CBS promised last fall to get to the bottom of Dan Rather's discredited September 8 broadcast on President Bush's National Guard service. Yesterday's report by the independent panel charged with investigating the "60 Minutes" segment fulfills that vow. It is a thorough, no-holds-barred look at how it happened. If only it were as good at explaining why.

It was a thorough report, providing proof of serious allegations. But, stunningly, its conclusions are preposterous! More WSJ Ed:
It pins the blame instead on Ms. Mapes's "myopic zeal" in pursuit of a ground-breaking story that other news organizations were also pursuing. So we are supposed to believe that the flawed CBS segment was the result of overeager journalists' desire to be "first" with a will-o'-the-wisp of a story that was at least four, and arguably closer to 10, years old -- and, by the way, that it was merely coincidental that these eager beavers pushed the story out after Labor Day amid a bitter election campaign.

The discussion on motives includes a section titled "Factors that Support a Conclusion that a Political Agenda Did Not Motivate the September 8 Segment." And the No. 1 example is "The Previous Work of Rather and Mapes." Really.

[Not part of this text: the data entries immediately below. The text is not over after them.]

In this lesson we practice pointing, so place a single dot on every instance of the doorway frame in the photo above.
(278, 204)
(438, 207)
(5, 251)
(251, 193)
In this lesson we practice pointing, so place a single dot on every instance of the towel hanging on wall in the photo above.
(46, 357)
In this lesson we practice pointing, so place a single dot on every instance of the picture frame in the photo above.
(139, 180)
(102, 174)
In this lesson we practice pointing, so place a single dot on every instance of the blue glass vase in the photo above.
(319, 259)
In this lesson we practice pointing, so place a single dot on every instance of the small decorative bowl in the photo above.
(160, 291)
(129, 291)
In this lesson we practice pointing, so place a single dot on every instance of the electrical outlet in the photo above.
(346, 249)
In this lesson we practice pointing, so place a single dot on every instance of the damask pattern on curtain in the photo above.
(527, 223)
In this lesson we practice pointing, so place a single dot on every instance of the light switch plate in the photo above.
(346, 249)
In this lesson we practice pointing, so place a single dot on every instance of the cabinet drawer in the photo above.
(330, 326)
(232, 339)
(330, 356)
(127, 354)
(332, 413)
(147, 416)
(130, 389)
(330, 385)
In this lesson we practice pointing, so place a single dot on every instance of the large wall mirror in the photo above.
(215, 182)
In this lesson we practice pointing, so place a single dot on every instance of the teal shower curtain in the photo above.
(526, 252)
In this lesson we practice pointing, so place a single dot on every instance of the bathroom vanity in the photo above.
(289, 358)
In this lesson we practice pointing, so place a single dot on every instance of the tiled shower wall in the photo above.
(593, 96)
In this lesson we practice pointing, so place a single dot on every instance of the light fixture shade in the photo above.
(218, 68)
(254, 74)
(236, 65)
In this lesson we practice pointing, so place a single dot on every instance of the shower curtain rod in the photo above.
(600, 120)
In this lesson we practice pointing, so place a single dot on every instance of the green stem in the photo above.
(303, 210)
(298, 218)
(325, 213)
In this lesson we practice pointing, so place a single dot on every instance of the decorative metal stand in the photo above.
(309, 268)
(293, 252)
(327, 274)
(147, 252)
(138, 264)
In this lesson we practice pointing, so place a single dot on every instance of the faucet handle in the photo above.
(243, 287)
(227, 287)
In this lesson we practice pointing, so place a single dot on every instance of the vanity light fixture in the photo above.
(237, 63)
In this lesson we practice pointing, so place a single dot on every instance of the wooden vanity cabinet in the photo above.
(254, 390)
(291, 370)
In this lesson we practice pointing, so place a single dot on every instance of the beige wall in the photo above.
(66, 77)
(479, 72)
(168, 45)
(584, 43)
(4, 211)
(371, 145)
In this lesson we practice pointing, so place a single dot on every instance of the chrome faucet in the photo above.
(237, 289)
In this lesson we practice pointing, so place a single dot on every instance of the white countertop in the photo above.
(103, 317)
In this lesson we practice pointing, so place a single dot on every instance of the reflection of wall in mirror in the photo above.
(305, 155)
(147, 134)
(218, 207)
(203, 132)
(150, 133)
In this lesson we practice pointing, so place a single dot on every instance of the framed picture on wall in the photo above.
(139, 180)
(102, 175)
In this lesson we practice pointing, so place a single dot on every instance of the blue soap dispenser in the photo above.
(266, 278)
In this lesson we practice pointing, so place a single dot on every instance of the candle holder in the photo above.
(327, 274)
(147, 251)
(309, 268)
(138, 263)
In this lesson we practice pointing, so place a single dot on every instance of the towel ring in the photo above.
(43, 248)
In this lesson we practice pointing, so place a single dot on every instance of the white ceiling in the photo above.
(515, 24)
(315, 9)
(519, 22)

As we saw it, the last election included the most one-sided political reporting we've ever witnessed, including the coverage of Richard Nixon circa 1972-74. Most of the established media outlets favored John Kerry -- which is fine by us if they would only admit it. CBS's reporters made the further mistake of letting that bias so color their judgment that they were willing to believe phony documents from a partisan source without proper authentication. Good for CBS for coming clean about the process, but good luck convincing its viewers about the lack of partisan motives.


The best roundup is probably Glenn's column on glennreynolds.com:
And that "no political agenda" bit is why CBS is only half-clean. So a network noted for its anti-Bush sentiments airs a story based on obviously bogus documents (How obvious? Just look at this animated gif comparing the allegedly typewritten memos CBS relied on with the same material typed into Microsoft Word using its default settings.) runs with a story just in time to swing the election, but there's no politics involved? Well, short of the Vulcan mind-meld, I guess there's no way to be absolutely certain what's in people's minds. But on the other hand, as law professor Jim Lindgren notes, CBS's panel is happy to level accusations of political motivations at its critics.

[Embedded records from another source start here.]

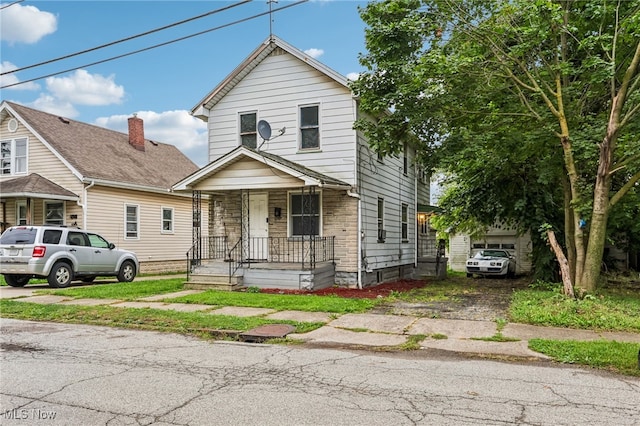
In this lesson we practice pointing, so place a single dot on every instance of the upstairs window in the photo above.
(131, 220)
(309, 127)
(382, 234)
(248, 130)
(405, 223)
(405, 161)
(54, 212)
(167, 220)
(14, 156)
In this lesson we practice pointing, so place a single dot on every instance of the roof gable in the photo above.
(96, 153)
(251, 62)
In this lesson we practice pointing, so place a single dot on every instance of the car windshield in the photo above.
(492, 253)
(18, 236)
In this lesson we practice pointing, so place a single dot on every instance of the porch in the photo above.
(265, 262)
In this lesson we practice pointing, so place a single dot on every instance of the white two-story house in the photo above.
(297, 198)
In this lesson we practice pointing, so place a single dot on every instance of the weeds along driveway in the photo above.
(480, 299)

Nope, no bias here. That cannot ever be admitted I guess. But, like "Hindrocket" says at PowerLine:
True enough, but let me offer this alternative theory: the fundamental problem that led to the downfall of 60 Minutes and, perhaps, CBS News, was the fact that no one involved in the reportorial or editorial process was a Republican or a conservative. If there had been anyone in the organization who did not share Mary Mapes's politics, who was not desperate to counteract the Swift Boat Vets and deliver the election to the Democrats, then certain obvious questions would have been asked[...]

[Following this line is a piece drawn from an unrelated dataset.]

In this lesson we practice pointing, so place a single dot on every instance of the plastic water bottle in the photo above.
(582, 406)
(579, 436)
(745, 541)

Competitive pressure. Not bias. Just another casualty of Michael Barone's "Hard America." They will admit everything but the obvious. And the story was obviously driven almost entirely by liberal bias at CBS. The Swift Vets provided better scoops, but they were on the wrong side.

UPDATE: Larry Kudlow weighs in:

The shocking thing is that Andrew Heyward did not lose his job. Had Heyward been fired, it would have suggested that CBS is reevaluating the biases and blindnesses that led them to air the report in the first place. It's clear, now, that CBS will be doing nothing of the kind. (The report goes so far as to explicitly deny that political motivations were primary for the CBS team, insisting that competitiveness with other news outlets drove them to it.)

The good news is that the MSM has lost its monopoly.


Posted by jk at January 11, 2005 10:06 AM
Comments

The CBS "investigation" employs a similar strategy as the 9/11 report - one which has become de rigueur for such political introspections - namely, to make a complete and thorough accounting of all the facts and information that can not be denied and then to pull a rabbit of exoneration out of the hat with an illogical, unobjective and fanciful conclusion. It's the same M.O. as junk science except that the issues involved are so simple than any lay person can see the emperor has no clothes... if he chooses to look.

Most abhorrent of all though, is the shameful attempt to blame the capitalist motive of competition for their misdeeds. These schmos wouldn't know competition if it knocked them on their butts.

Posted by: johngalt at January 11, 2005 01:25 PM

Amen -- like they would push just as hard to get an anti-Kerry story out!

It does boggle the mind. The proof of your no-competition claim is the soft treatment of this story by their competitors: ABC and NBC soft pedaled this story, FoxNews hit it pretty hard.

It seems Fox is in competition with MSM more than they compete with each other.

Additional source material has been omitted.